Publié le par Pénélope Lemarchand

TITRE : DOROTHY MILLS
REALISATRICE : Agnès Merlet
ACTRICES : Carice Van Houten, Jenn Murray...
DUREE : 1h42'


     Une psychiatre pour adolescents se rend sur une île perdue d'Irlande pour étudier le cas d'une jeune fille qui a sévèrement maltraité un bébé. Elle découvre une communauté où les relations avec la fillette sont particulièrement troubles...
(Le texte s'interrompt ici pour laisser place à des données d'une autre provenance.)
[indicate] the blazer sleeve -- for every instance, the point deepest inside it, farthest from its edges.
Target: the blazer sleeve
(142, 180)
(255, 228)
     Dorothy Mills mélange plusieurs thèmes bien connus du cinéma à frisson : les revenants, la possession, l'enfant maudit, le traumatisme des souvenirs, le village perdu, et en ajoute un un peu plus original : la multiplication des personnalités.
     Tous ces thèmes sont traités avec une certaine sobriété, accentuée par l'aridité désolante des lieux (un des cadres les plus insignifiants et inhospitalier qu'on puisse imaginer), et surtout la passivité et le manque de dynamisme du personnage de la psychiatre.
     Cette psychiatre dont les méthodes semblent totalement désordonnées, superficielles et inefficaces, et en plus dotée elle-même de ses propres hantises, ce qui finalement éparpille un peu l'histoire sans rien apporter d'intéressant. Elle n'en fait que mieux ressortir l'étrangeté fascinante de l'héroïne, son visage terrible, son regard à la fois farouche et cinglant, son essentielle ambiguïté.
     Dorothy est un personnage fondamentalement ambigu. Par son âge, par son physique à la fois angélique et pervers, par sa relation à elle-même, tour à tour bourreau et victime, et surtout par son imprévisibilité. J'ai trouvé toutes les scènes de changement de personnalité particulièrement effrayantes, comme si tout à coup le plancher sur lequel on croyait pouvoir tenir se dérobait, comme si l'on était devant une béance, inatteignable, intouchable, un autre monde présent et pourtant qui nous échappe, un au-delà trouble.
     Pourtant peu à peu l'histoire se rationnalise, les pistes se rejoignent, comme un puzzle, et Dorothy se révèle pour ce qu'elle est : ni une sorcière, ni une possédée, mais un petit ange qui renvoie au village entier - par contraste - l'image de des traumatismes et de des scrupules de chacun : mauvaise foi, hypocrisie religieuse, paganisme sauvage, viol collectif, crime déguisé d'adolescents...
     Par la couleur de sa peau, de ses yeux, de ses cheveux, par la manière dont elle s'habille, en tons clairs et pastel dans la grisaille, elle est ce que le village devrait être : souriante, gentille, pure. Mais cette pureté, comme dans un miroir déformant, se transforme en grimace, en rictus, comme pour montrer aux autres ce qu'ils sont eux-même, ce qu'ils ont défiguré d'eux-mêmes, et les mettre face à leurs actes, à leurs contradictions, à leurs mensonges.
     Et chacun de ses "personnages" exprime une angoisse : angoisse de la séduction et du sexe dans ce village replié sur lui-même et pétri de moralisme, angoisse de la jeunesse et de la nouveauté  - qui n'ont définitivement pas leur place sur l'île, et surtout angoisse de la mort, Dorothy refusant de grandir, refusant d'avoir été celle qu'on faisait embrasser les morts, et angoisse de tous les autres face à l'au-delà, là où les hypocrisies et les mensonges n'auront plus de force, et où les anges de la terre - seuls enfin - pourront vivre en paix.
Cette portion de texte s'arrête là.